Hoje, a Tia Eva tem o tombamento municipal e estadual da Igreja de São Benedito, além da comunidade estar inserida no Plano Diretor da cidade como um espaço de memória.

Diferindo desses processos, o tombamento constitucional vem como novidade tanto por ser federal quanto pela forma com que é tratado. 

“No dia 20 de novembro de 2023, foi publicada uma portaria que regulamenta o tombamento de remanescentes de quilombos. Os remanescentes e documentos históricos ligados a esses espaços, pela Constituição Federal, são automaticamente tombados, mas o Estado Brasileiro nunca regulamentou isso”, explica João. 

É com a nova regulamentação do Iphan que o tombamento da comunidade está sendo discutido. Segundo o superintendente, o que existe de claro é que as características do tombamento diferem dos tradicionais específicos quanto à materialidade. 

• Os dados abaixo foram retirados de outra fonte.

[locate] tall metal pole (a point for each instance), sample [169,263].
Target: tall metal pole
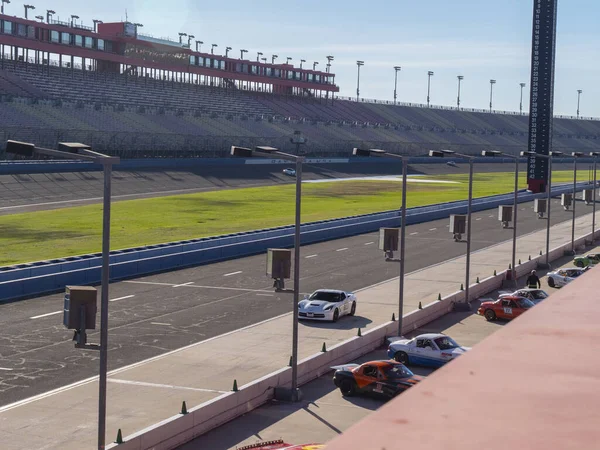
[296,280]
[104,308]
[574,204]
[402,247]
[548,201]
[468,268]
[515,208]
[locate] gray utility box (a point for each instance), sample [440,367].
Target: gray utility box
[279,263]
[539,206]
[458,223]
[505,213]
[77,297]
[388,239]
[566,200]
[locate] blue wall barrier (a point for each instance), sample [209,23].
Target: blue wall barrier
[38,278]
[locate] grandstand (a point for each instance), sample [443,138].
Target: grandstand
[134,112]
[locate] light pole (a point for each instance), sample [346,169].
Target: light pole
[329,59]
[548,157]
[492,153]
[271,152]
[465,306]
[84,153]
[429,75]
[460,78]
[28,7]
[492,82]
[96,22]
[358,65]
[396,70]
[575,155]
[404,160]
[595,156]
[2,4]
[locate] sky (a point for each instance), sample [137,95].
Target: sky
[478,39]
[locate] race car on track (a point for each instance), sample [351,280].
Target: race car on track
[535,295]
[505,308]
[430,349]
[587,260]
[562,277]
[380,378]
[327,304]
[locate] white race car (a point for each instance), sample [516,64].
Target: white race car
[535,295]
[562,277]
[327,304]
[432,349]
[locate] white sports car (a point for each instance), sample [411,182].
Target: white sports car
[432,349]
[535,295]
[562,277]
[327,304]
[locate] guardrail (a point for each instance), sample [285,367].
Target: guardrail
[43,277]
[179,429]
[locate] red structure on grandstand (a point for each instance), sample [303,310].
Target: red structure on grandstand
[119,48]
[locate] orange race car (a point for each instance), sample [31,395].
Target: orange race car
[505,308]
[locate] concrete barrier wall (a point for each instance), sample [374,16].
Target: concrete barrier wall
[26,280]
[179,429]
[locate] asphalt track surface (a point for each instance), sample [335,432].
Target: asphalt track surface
[155,314]
[25,193]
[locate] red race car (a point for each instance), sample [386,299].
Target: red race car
[505,308]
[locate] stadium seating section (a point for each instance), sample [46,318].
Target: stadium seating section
[141,117]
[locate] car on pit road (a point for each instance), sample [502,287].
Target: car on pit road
[380,378]
[431,349]
[562,277]
[535,295]
[587,260]
[327,304]
[505,308]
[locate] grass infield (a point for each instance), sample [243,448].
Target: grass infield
[74,231]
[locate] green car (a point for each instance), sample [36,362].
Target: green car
[584,261]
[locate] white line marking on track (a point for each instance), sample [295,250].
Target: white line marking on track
[167,386]
[46,315]
[121,298]
[232,273]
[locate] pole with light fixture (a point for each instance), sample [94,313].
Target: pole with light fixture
[463,306]
[403,159]
[272,153]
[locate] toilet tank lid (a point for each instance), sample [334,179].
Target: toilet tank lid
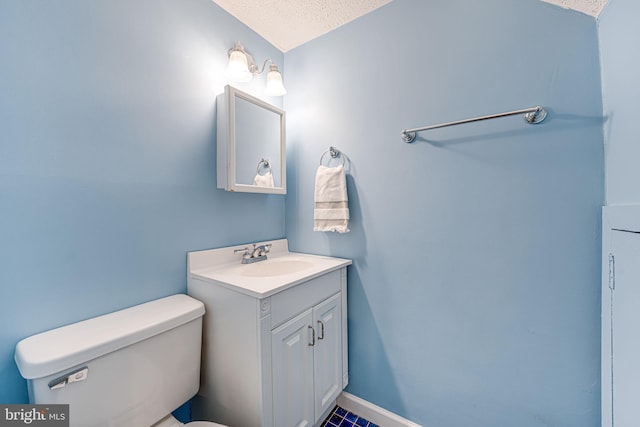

“Então, para além das referências materiais estão as práticas sociais, conhecimentos e manifestações tradicionais. Existem mulheres dentro da comunidade, por exemplo, que ainda fabricam doces que eram uma das especialidades da Tia Eva. Existe um conhecimento passado de geração em geração que é típico de comunidades quilombolas”, descreve o superintendente. 

Nesse sentido, João pontua que o tombamento constitucional se diferencia por levar em consideração as dinâmicas sociais da comunidade. 

Outro ponto é que além do tombamento da comunidade, a luta pelo registro da festa de São Benedito também deverá entrar em ação.

“Não é possível que uma festa centenária, uma das principais festas religiosas do Estado, uma das mais antigas presentes em território sul-mato-grossense não seja reconhecida como patrimônio cultural. Então, não é só o tombamento da igreja e da comunidade em nível federal, mas também esse registro que é extremamente importante”, completa Santos. 

Questionada sobre a falta de esgotamento sanitário nas duas ruas da comunidade, a assessoria da Águas Guariroba informou que as obras estão previstas para ocorrer no primeiro semestre deste ano.

(*) Texto atualizado para atualização de informação sobre o cronograma de obras.